Behoud het buitenlands talent voor onze techsector (Jaap van den Broek en Sophie Kuijpers, Opinie/fd, 26 jan. 24)
Landen als Duitsland, België, het Verenigd Koninkrijk en Frankrijk hebben wél fiscale stimuleringsmaatregelen voor het aantrekken van internationaal techtalent. De versobering van de expat-faciliteiten maakt de toekomst voor nieuwe techbedrijven en jonge techwetenschappers in Nederland heel lastig.
Nederland is niet gebaat bij navelstaren. Onze open economie is niet alleen afhankelijk van internationale handel, maar ook van internationale kennis. Onze universiteiten behoren tot de wereldtop, mede dankzij buitenlandse promovendi. Onze technische universiteiten brengen toonaangevend wetenschappelijk onderzoek voort. Van kwantummechanica tot waterstofbatterijen – hier wordt gewerkt aan het Nederland van de toekomst. Dit onderzoek brengt weer hoogtechnologische bedrijven voort die zich ontwikkelen tot de zwaargewichten van onze economie.
*Dit is veel te optimistisch geformuleerd, zie voorgaande blog.

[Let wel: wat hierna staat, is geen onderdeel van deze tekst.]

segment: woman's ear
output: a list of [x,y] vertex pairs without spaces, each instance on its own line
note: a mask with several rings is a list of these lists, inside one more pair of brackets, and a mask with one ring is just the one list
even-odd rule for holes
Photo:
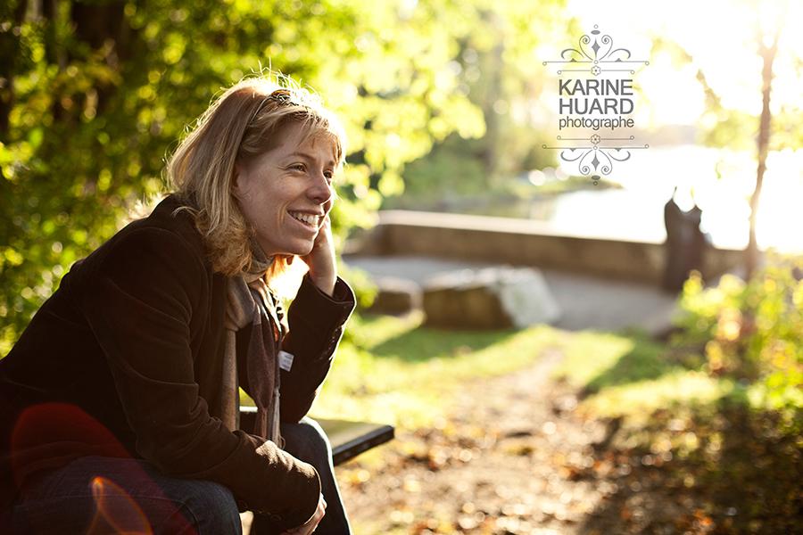
[[231,193],[235,196],[236,199],[240,198],[240,188],[242,187],[242,180],[240,180],[240,175],[242,174],[243,169],[240,167],[239,163],[235,164],[235,169],[231,172]]

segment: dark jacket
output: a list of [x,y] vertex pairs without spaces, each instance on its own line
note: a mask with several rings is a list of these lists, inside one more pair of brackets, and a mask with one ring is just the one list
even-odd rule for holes
[[[227,279],[213,272],[192,217],[172,215],[178,206],[168,197],[76,262],[0,360],[5,504],[39,470],[110,455],[222,483],[241,509],[270,513],[286,528],[315,512],[311,465],[210,416],[220,401]],[[283,421],[310,409],[353,307],[343,280],[329,297],[304,277],[283,342],[295,356],[282,371]]]

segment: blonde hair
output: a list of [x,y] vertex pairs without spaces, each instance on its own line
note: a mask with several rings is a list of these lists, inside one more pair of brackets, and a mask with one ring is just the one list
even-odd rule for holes
[[[289,77],[268,73],[245,78],[212,102],[167,163],[170,187],[186,204],[203,236],[215,271],[236,276],[252,265],[253,229],[232,194],[236,164],[247,164],[279,144],[282,131],[301,125],[305,137],[332,142],[343,167],[345,134],[320,98]],[[284,272],[293,256],[277,256],[269,280]]]

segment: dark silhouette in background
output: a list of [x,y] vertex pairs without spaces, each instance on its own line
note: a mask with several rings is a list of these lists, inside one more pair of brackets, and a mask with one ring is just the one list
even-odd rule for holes
[[[679,292],[692,269],[702,271],[706,236],[700,229],[702,210],[697,203],[683,211],[675,202],[677,186],[664,205],[664,226],[666,228],[666,259],[664,268],[663,288]],[[693,199],[693,195],[692,195]]]

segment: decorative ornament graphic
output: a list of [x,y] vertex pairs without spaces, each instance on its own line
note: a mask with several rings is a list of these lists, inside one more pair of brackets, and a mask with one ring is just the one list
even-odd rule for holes
[[[632,54],[626,48],[614,48],[613,39],[608,35],[602,35],[598,29],[599,25],[594,24],[594,29],[591,30],[591,36],[588,34],[580,37],[577,48],[566,48],[560,53],[560,60],[552,62],[544,62],[546,66],[548,63],[592,63],[590,68],[585,69],[561,69],[558,70],[558,74],[567,72],[591,72],[594,76],[600,76],[603,72],[629,72],[635,74],[635,70],[631,69],[613,69],[600,67],[604,63],[616,63],[617,66],[622,67],[625,63],[642,63],[649,65],[647,60],[631,60]],[[601,35],[601,37],[600,37]],[[593,45],[588,45],[593,40]],[[593,53],[593,55],[588,49]],[[601,54],[600,51],[602,51]]]
[[[596,24],[594,25],[594,29],[592,29],[590,34],[584,35],[580,37],[576,48],[564,49],[560,53],[560,60],[543,62],[543,65],[562,65],[560,69],[557,70],[559,75],[565,72],[577,72],[584,73],[586,77],[589,75],[593,77],[590,79],[567,80],[569,82],[574,81],[575,84],[578,82],[584,82],[584,84],[580,83],[579,86],[561,83],[561,95],[563,95],[562,91],[564,88],[572,86],[579,87],[579,89],[573,89],[567,94],[572,95],[574,98],[575,92],[576,91],[584,99],[586,99],[586,101],[589,99],[590,95],[602,95],[606,97],[606,106],[608,105],[608,101],[611,99],[610,95],[608,93],[603,93],[601,88],[625,87],[625,86],[624,84],[617,86],[616,84],[612,84],[610,80],[597,80],[595,78],[598,78],[602,75],[608,75],[614,78],[616,78],[616,77],[626,76],[626,74],[621,75],[617,73],[635,74],[635,68],[637,65],[646,66],[650,64],[650,62],[647,60],[633,59],[633,54],[627,48],[615,47],[613,39],[610,36],[602,34],[599,29],[599,26]],[[618,81],[630,82],[631,84],[633,82],[633,80]],[[561,82],[563,81],[561,80]],[[630,86],[628,86],[627,87],[629,88]],[[621,97],[621,95],[617,93],[615,93],[614,95]],[[632,95],[632,93],[625,95]],[[571,103],[569,103],[569,104]],[[580,103],[580,102],[576,103]],[[582,108],[583,111],[579,112],[581,115],[585,115],[589,110],[587,102],[585,102],[585,104],[586,105]],[[563,106],[564,104],[561,104],[561,111]],[[571,115],[573,113],[571,111],[572,105],[568,105],[567,107],[570,110],[569,114]],[[619,110],[622,110],[622,108],[619,108]],[[632,111],[632,109],[626,111],[625,115],[629,114],[630,111]],[[574,112],[577,113],[576,110],[575,110]],[[589,119],[584,117],[582,119],[565,119],[565,121],[567,125],[579,123],[582,127],[591,128],[594,131],[599,130],[600,128],[604,128],[605,129],[609,128],[614,135],[616,135],[615,132],[617,128],[623,128],[621,127],[622,124],[627,128],[633,127],[633,119],[625,120],[625,118],[621,116],[617,119],[600,118]],[[574,125],[574,127],[576,127],[576,125]],[[563,125],[561,125],[560,128],[563,128]],[[633,143],[635,141],[633,136],[626,137],[607,137],[594,133],[584,137],[563,137],[561,136],[557,136],[556,139],[559,142],[563,143],[556,146],[542,144],[542,147],[543,149],[560,151],[560,159],[566,162],[575,163],[577,171],[582,175],[589,177],[595,185],[599,184],[599,181],[602,177],[610,174],[613,170],[615,161],[620,162],[630,160],[632,156],[631,151],[650,148],[650,145],[646,144],[639,144]],[[622,142],[631,143],[625,144]],[[564,143],[566,143],[566,144],[564,144]],[[605,144],[602,145],[600,144]]]

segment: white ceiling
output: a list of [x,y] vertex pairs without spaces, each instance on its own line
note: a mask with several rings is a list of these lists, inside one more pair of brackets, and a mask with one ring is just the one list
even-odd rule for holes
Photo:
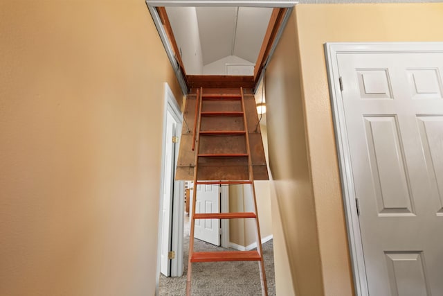
[[198,7],[196,11],[204,65],[228,55],[255,63],[272,8]]

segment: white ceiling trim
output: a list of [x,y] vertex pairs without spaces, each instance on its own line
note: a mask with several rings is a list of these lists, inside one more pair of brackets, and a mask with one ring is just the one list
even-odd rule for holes
[[290,8],[298,3],[293,0],[146,0],[150,6],[275,7]]

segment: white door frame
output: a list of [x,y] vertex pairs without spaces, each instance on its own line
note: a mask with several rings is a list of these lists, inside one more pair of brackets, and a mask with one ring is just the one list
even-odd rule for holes
[[355,292],[358,296],[367,296],[369,292],[336,56],[351,53],[443,52],[443,42],[332,42],[325,44],[325,52]]
[[[180,107],[177,103],[175,96],[172,93],[170,87],[168,83],[164,83],[164,107],[163,107],[163,144],[162,144],[162,161],[161,161],[161,189],[160,189],[160,202],[159,209],[159,230],[158,230],[158,245],[157,245],[157,272],[156,272],[156,293],[158,294],[159,281],[160,278],[160,259],[161,252],[161,237],[162,235],[167,234],[161,233],[161,213],[163,206],[163,183],[165,180],[165,146],[166,141],[172,141],[172,139],[166,138],[166,119],[168,114],[172,116],[174,119],[177,123],[177,127],[176,130],[178,134],[176,137],[179,137],[181,133],[181,125],[183,123],[183,114]],[[174,174],[175,175],[176,171],[176,162],[179,153],[179,145],[175,146],[175,160],[174,162]],[[171,248],[172,251],[175,252],[177,256],[171,260],[171,276],[177,277],[181,276],[183,274],[183,256],[178,256],[183,253],[183,212],[184,212],[184,182],[183,181],[174,181],[173,182],[173,199],[171,204],[171,211],[172,211],[172,241]],[[174,209],[174,210],[172,210]],[[180,234],[181,235],[175,235],[175,234]]]

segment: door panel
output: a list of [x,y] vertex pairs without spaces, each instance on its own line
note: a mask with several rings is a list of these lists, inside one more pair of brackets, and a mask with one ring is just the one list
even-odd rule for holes
[[369,293],[443,295],[443,54],[337,61]]
[[[191,195],[192,193],[191,191]],[[195,213],[220,212],[220,187],[201,184],[197,186]],[[220,219],[197,219],[194,237],[215,245],[220,245]]]
[[172,220],[171,216],[172,207],[172,195],[174,194],[174,143],[172,143],[172,137],[175,134],[177,122],[171,114],[168,112],[166,117],[166,137],[165,137],[165,168],[163,174],[163,209],[161,217],[161,249],[160,259],[160,272],[169,277],[171,275],[170,259],[168,259],[168,253],[171,250],[171,234],[172,234]]

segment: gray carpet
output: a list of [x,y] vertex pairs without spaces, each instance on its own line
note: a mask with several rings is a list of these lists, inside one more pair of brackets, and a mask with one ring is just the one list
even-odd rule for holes
[[[181,277],[160,277],[161,296],[186,295],[189,236],[184,238],[184,272]],[[263,244],[264,270],[268,294],[275,295],[272,240]],[[210,243],[195,239],[196,252],[224,250]],[[199,296],[261,295],[260,271],[257,261],[205,262],[192,263],[191,294]]]

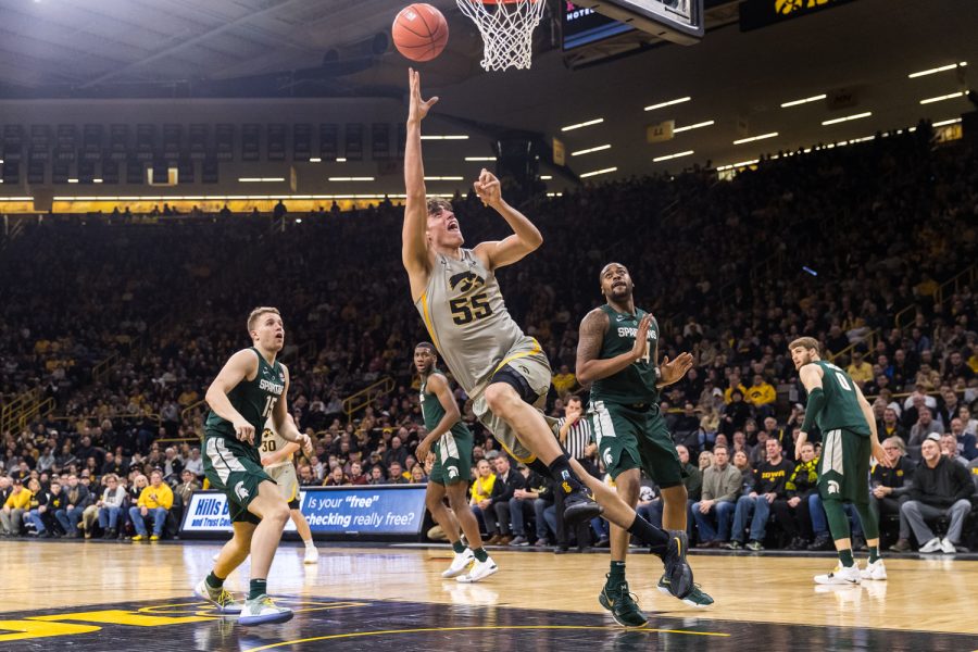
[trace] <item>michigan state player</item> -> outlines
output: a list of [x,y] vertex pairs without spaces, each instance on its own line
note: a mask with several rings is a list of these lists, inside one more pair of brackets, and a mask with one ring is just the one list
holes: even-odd
[[[639,517],[613,490],[591,478],[561,450],[540,408],[550,389],[550,362],[506,310],[496,271],[518,262],[540,247],[537,227],[502,199],[499,180],[482,170],[474,184],[479,199],[505,220],[513,234],[464,249],[452,206],[428,200],[422,161],[421,122],[438,101],[423,100],[421,80],[409,71],[411,92],[404,153],[406,205],[402,261],[411,296],[435,347],[455,380],[473,400],[473,411],[506,451],[540,473],[549,474],[564,493],[567,523],[604,517],[629,529],[654,548],[673,577],[672,591],[692,589],[686,546]],[[598,499],[594,503],[585,490]]]
[[[421,342],[414,348],[414,367],[422,378],[422,413],[428,430],[414,454],[418,463],[424,464],[428,452],[435,453],[425,504],[455,552],[451,565],[441,576],[474,582],[489,577],[499,570],[499,566],[482,548],[479,523],[468,507],[466,490],[472,475],[472,432],[462,423],[448,378],[435,366],[437,364],[438,354],[434,344]],[[449,507],[444,505],[446,496]],[[465,532],[468,547],[462,543],[460,527]],[[466,573],[469,566],[472,569]]]
[[[289,423],[293,426],[296,422],[292,415],[288,415]],[[285,437],[275,429],[275,424],[269,417],[265,422],[262,430],[262,468],[271,476],[281,497],[289,505],[289,515],[292,523],[296,524],[296,531],[299,538],[305,544],[305,557],[302,560],[304,564],[315,564],[319,561],[319,553],[312,540],[312,531],[309,529],[309,521],[302,514],[299,507],[299,478],[296,476],[296,465],[292,463],[292,455],[299,450],[299,444],[294,441],[287,441]]]
[[[615,490],[626,503],[638,505],[641,473],[662,490],[663,524],[673,536],[686,541],[687,494],[685,473],[676,446],[659,411],[659,388],[680,380],[692,356],[682,353],[661,366],[659,325],[651,314],[635,306],[631,276],[625,265],[609,263],[599,275],[606,303],[589,312],[580,323],[576,375],[581,385],[591,385],[589,416],[598,439],[598,450]],[[625,579],[625,556],[629,535],[611,528],[611,572],[598,601],[619,625],[641,627],[647,623]],[[669,578],[663,575],[659,589],[669,593]],[[713,599],[699,587],[684,602],[706,606]]]
[[[818,354],[818,340],[800,337],[788,346],[799,378],[808,392],[805,421],[794,442],[794,456],[801,459],[801,447],[808,430],[817,425],[822,431],[822,457],[818,461],[818,493],[825,506],[829,531],[836,541],[839,566],[826,575],[816,575],[823,585],[857,585],[861,579],[886,579],[887,569],[879,556],[879,522],[869,509],[869,459],[892,466],[879,444],[876,417],[860,386]],[[852,557],[849,518],[842,503],[855,506],[869,547],[869,564],[860,573]]]
[[[262,469],[254,436],[271,416],[286,441],[302,446],[309,454],[312,443],[288,418],[289,372],[275,360],[285,343],[278,309],[251,311],[248,334],[252,347],[230,356],[205,397],[211,412],[204,425],[204,473],[211,486],[227,497],[234,536],[196,592],[222,613],[239,613],[241,625],[261,625],[292,617],[292,611],[277,606],[266,591],[268,568],[289,519],[289,505],[275,480]],[[224,589],[224,580],[249,553],[251,587],[241,605]]]

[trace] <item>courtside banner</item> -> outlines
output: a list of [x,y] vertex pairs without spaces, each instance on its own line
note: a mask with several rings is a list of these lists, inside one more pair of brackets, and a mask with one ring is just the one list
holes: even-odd
[[[306,487],[300,510],[315,538],[416,540],[425,519],[424,485]],[[294,532],[291,519],[286,532]],[[231,532],[227,499],[196,491],[184,510],[180,537],[227,538]]]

Deze kraamkamers van de nieuwe economie moeten we koesteren. Maar de Nederlandse (deep)techsector heeft het lastig, en voorgestelde politieke plannen vergroten juist de problemen. Nederland voldoet niet aan de ‘Lissabon-norm’ (3% van het bbp) voor investeringen in innovatie. Het ontbreekt aan grootschalige financiering van publieke en private investeerders om deze kapitaalintensieve technologieën naar de markt te brengen.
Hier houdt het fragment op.